Synthpop++: A Hybrid Framework for Generating A Country-scale Synthetic Population
Bhavesh Neekhra, Kshitij Kapoor, Debayan Gupta
TL;DR
SynthPop++ tackles the challenge of privacy-preserving, real-scale population data for agent-based modelling by fusing multiple surveys with partially overlapping attributes. It deploys a hybrid pipeline that combines marginal distribution matching via Iterative Proportional Updating (IPU) with joint-attribute modeling via CTGAN, augmented by density-aware geolocation sampling and distance-based external-location assignment to create realistic family structures and networks. The approach is validated on Indian data and demonstrated in BharatSim, showing fidelity in marginal and joint distributions and applicability to district-, state-, and country-scale simulations. This work advances policy analysis and disease modelling under privacy constraints by enabling transparent, reproducible synthetic population generation with rich geographical and social structure.
Abstract
Population censuses are vital to public policy decision-making. They provide insight into human resources, demography, culture, and economic structure at local, regional, and national levels.

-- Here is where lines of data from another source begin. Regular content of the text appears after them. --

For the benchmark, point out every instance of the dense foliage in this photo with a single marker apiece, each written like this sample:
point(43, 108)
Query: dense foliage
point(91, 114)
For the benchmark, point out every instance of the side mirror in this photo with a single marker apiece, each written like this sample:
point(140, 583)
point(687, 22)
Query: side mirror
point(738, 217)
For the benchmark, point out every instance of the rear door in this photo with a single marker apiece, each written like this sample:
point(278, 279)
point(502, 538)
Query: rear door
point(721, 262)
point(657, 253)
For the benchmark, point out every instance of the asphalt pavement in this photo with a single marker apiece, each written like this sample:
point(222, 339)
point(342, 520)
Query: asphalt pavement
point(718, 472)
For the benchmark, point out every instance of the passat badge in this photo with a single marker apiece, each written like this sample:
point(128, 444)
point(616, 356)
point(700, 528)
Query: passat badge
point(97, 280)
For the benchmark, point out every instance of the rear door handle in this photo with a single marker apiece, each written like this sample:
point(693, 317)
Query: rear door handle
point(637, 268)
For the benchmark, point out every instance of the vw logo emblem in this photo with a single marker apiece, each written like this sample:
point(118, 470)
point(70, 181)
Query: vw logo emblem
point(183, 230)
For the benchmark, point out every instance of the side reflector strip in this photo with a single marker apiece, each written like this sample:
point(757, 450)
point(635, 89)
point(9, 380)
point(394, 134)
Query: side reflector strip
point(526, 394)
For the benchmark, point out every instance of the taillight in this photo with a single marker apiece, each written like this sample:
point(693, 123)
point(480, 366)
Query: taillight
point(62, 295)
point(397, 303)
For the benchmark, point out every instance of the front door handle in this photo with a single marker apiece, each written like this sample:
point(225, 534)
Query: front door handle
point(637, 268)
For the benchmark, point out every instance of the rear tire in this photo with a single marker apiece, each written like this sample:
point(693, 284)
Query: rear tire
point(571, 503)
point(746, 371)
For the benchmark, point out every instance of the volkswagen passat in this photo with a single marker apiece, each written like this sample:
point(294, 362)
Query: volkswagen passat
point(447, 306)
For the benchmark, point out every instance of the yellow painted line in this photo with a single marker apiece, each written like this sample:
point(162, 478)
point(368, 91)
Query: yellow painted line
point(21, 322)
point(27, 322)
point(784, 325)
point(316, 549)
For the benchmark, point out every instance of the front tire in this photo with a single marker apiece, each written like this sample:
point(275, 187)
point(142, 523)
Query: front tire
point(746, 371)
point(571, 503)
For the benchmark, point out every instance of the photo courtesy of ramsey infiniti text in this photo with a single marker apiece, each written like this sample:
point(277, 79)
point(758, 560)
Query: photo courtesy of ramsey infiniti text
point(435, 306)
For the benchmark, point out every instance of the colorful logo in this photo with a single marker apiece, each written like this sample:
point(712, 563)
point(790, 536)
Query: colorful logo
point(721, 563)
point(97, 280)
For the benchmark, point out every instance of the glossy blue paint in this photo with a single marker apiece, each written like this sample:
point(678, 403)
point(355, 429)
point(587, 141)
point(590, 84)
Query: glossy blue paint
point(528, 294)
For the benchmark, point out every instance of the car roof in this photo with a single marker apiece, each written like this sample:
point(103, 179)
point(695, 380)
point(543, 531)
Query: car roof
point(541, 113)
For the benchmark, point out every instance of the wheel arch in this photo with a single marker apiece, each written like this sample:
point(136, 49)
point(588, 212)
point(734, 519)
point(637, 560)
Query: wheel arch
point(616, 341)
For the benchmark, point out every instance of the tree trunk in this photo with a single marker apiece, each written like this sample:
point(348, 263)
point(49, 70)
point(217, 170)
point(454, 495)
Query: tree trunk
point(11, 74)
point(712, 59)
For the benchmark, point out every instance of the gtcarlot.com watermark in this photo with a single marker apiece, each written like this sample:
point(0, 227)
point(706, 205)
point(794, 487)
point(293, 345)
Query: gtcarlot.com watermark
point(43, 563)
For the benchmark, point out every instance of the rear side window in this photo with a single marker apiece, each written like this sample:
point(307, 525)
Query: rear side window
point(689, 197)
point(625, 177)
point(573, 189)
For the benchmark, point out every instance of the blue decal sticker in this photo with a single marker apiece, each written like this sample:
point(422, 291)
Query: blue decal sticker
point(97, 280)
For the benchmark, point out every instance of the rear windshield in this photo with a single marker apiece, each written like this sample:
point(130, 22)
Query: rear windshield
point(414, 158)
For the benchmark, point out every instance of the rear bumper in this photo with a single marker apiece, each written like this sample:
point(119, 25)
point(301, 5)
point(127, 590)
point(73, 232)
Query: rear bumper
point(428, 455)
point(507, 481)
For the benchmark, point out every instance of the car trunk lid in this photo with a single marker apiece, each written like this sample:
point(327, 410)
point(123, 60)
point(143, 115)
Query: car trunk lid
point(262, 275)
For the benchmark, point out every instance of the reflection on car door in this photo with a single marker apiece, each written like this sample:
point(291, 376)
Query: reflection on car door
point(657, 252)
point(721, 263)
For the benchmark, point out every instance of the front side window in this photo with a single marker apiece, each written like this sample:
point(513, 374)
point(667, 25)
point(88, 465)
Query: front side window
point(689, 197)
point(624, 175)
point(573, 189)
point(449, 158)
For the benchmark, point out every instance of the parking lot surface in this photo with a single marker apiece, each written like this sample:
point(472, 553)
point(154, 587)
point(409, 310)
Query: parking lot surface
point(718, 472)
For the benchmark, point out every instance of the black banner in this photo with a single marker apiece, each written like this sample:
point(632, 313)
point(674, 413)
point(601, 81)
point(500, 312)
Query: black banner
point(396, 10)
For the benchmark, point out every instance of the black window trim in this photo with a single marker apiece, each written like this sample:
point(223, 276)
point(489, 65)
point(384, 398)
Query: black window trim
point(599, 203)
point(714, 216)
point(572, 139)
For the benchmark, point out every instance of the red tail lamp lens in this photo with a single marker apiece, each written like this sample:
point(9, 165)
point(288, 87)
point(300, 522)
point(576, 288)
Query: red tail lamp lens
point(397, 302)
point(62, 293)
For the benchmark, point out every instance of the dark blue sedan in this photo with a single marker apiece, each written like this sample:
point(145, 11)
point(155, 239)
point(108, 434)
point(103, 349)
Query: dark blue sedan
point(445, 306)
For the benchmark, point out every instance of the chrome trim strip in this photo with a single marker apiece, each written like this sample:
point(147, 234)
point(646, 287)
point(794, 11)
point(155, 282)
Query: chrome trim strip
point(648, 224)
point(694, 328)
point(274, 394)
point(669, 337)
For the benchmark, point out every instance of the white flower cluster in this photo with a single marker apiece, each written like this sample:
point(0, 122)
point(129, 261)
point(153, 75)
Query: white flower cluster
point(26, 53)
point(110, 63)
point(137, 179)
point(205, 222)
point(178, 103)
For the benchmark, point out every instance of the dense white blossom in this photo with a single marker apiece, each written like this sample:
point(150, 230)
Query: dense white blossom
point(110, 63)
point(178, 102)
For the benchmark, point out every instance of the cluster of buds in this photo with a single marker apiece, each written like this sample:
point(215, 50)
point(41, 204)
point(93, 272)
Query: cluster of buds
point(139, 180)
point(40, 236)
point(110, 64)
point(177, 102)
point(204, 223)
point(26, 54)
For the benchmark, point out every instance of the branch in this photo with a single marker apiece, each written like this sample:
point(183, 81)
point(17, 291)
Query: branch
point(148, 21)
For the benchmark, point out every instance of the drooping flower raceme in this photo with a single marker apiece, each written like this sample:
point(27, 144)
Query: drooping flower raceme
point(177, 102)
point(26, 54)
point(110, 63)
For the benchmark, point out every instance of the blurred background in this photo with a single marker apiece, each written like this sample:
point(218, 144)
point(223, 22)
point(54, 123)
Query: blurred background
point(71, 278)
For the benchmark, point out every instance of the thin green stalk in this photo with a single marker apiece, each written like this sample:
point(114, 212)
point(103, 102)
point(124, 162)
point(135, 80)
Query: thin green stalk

However, such surveys are very expensive (especially for low and middle-income countries with high populations, such as India), time-consuming, and may also raise privacy concerns, depending upon the kinds of data collected. In light of these issues, we introduce SynthPop++, a novel hybrid framework, which can combine data from multiple real-world surveys (with different, partially overlapping sets of attributes) to produce a real-scale synthetic population of humans. Critically, our population maintains family structures comprising individuals with demographic, socioeconomic, health, and geolocation attributes: this means that our ``fake'' people live in realistic locations, have realistic families, etc. Such data can be used for a variety of purposes: we explore one such use case, Agent-based modelling of infectious disease in India. To gauge the quality of our synthetic population, we use both machine learning and statistical metrics. Our experimental results show that synthetic population can realistically simulate the population for various administrative units of India, producing real-scale, detailed data at the desired level of zoom -- from cities, to districts, to states, eventually combining to form a country-scale synthetic population.